Memlekette işlerin yolunda gitmediği günler hiç yabancı değil bize. Çarşıya pazara çıkınca herkesin dilinde aynı söz var: “Fiyatlar uçmuş, cebimiz boşalmış, iş desen yok.” İnsanlar bir yandan geçim derdine düşerken, iktidar başka bir telaş içinde: Muhalefeti susturmak, sesi çıkan herkese yüklenmek. Bugün CHP’ye yönelen saldırılar da işte tam burada devreye giriyor. Bu, sıradan bir siyasi rekabet değil; daha derin, daha hesaplı bir mesele.
Ekonomik krizi gizlemenin en kolay yolu, düşman yaratmaktır. Muhalefete vurmak, gündemi değiştirmek için kullanılan eski bir yöntemdir. Cumhurbaşkanlığı sistemi tartışılırken iktidarın asıl derdi de bellidir: Yetkilerini artırmak, koltuğunu sağlamlaştırmak. Yeni anayasa söylemleriyle hem toplumu hem de muhalefeti sıkıştırıp seçimlere avantajlı girmek istiyorlar. Ama işin özünde başka bir mesele daha var: Barış. Çünkü barış büyürse demokrasi büyür, demokrasi büyürse tek adam düzeni çatırdamaya başlar. İşte bu yüzden barış süreci hedef alınıyor.

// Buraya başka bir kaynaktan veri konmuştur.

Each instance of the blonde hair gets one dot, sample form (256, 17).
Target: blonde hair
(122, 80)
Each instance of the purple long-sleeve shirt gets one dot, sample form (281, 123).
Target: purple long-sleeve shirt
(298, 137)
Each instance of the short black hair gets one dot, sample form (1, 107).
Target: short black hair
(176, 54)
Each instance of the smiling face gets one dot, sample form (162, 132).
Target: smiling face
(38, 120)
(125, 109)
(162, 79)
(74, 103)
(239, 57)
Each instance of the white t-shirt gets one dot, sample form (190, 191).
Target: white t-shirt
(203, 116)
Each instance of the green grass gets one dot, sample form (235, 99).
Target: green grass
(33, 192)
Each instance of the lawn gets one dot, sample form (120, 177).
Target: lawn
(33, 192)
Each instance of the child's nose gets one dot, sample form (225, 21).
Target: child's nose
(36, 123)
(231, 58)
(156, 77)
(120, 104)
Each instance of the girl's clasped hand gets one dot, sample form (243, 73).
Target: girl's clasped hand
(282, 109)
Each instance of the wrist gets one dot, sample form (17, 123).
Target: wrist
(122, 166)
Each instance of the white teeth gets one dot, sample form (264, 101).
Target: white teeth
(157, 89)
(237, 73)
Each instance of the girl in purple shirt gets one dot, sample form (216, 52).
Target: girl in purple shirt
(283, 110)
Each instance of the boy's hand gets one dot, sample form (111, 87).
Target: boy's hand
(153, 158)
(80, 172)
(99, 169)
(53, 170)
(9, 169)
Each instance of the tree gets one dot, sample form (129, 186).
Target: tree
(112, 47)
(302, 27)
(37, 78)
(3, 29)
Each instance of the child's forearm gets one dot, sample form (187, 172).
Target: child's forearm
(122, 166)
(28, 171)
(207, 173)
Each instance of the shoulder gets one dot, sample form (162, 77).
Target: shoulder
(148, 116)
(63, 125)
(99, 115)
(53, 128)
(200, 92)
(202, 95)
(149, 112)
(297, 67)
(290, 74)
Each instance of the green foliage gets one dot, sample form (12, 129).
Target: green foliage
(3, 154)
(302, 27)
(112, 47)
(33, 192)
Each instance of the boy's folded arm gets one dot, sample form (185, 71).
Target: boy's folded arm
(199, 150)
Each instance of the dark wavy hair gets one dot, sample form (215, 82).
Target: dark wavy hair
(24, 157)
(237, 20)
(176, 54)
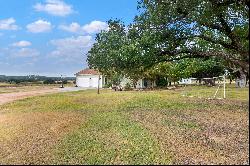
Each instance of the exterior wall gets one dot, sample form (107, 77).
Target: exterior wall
(89, 81)
(185, 81)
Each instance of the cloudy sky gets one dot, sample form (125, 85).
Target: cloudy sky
(51, 37)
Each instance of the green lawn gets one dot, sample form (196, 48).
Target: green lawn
(143, 127)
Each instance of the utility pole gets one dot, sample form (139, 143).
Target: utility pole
(98, 89)
(224, 86)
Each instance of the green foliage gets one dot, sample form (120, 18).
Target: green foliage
(176, 39)
(128, 86)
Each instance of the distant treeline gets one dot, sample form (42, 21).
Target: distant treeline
(35, 79)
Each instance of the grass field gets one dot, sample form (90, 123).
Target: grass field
(12, 88)
(144, 127)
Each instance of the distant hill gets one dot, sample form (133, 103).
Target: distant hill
(32, 78)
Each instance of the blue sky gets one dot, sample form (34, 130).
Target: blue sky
(51, 37)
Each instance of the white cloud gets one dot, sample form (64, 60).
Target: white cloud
(73, 27)
(71, 49)
(22, 43)
(93, 27)
(8, 24)
(39, 26)
(54, 7)
(25, 52)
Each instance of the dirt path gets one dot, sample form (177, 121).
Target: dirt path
(9, 97)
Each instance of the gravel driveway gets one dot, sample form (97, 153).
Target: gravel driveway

Bugün CHP’ye yönelen baskılar aslında hepimize yöneliktir. Kime dokunulursa dokunulsun, Kürt hareketine, sosyalistlere, işçiye, kadına, halkın demokrasi talebine dokunuluyor. Hatırlayın, 7 Haziran’dan sonra HDP binaları yakılmış, kültür dernekleri mühürlenmişti. Bugün yaşanan da aynı zihniyetin devamıdır.
CHP bu saldırının özünü görmek zorunda. Bu sadece “ana muhalefeti susturma” girişimi değildir; bu, barışı ortadan kaldırma, barış bloğunu zayıflatma hamlesidir. O yüzden CHP hem Meclis’te hem sokakta barışı savunmalı, toplumsal alanda barışın sesi olmalı, eşitlik ve özgürlük hattını güçlendirmelidir. Kürtlerin taleplerini yok saymak yerine, demokratik çözümün merkezine koymalıdır.
Bugün olan biten yalnızca CHP’ye değil, halkın tüm kazanımlarına, demokrasiye, barışa saldırıdır. İktidarın hesabı açıktır: Krizi saklamak, tek adam düzenini sağlamlaştırmak, barışı boğmak. Ama unutmayalım: Barışın sesi susturulamaz. Yeter ki biz bu sesin etrafında kenetlenelim. Çünkü bu memleketin geleceği, halkların eşitliğinde ve barışın gölgesinde yeşerecek.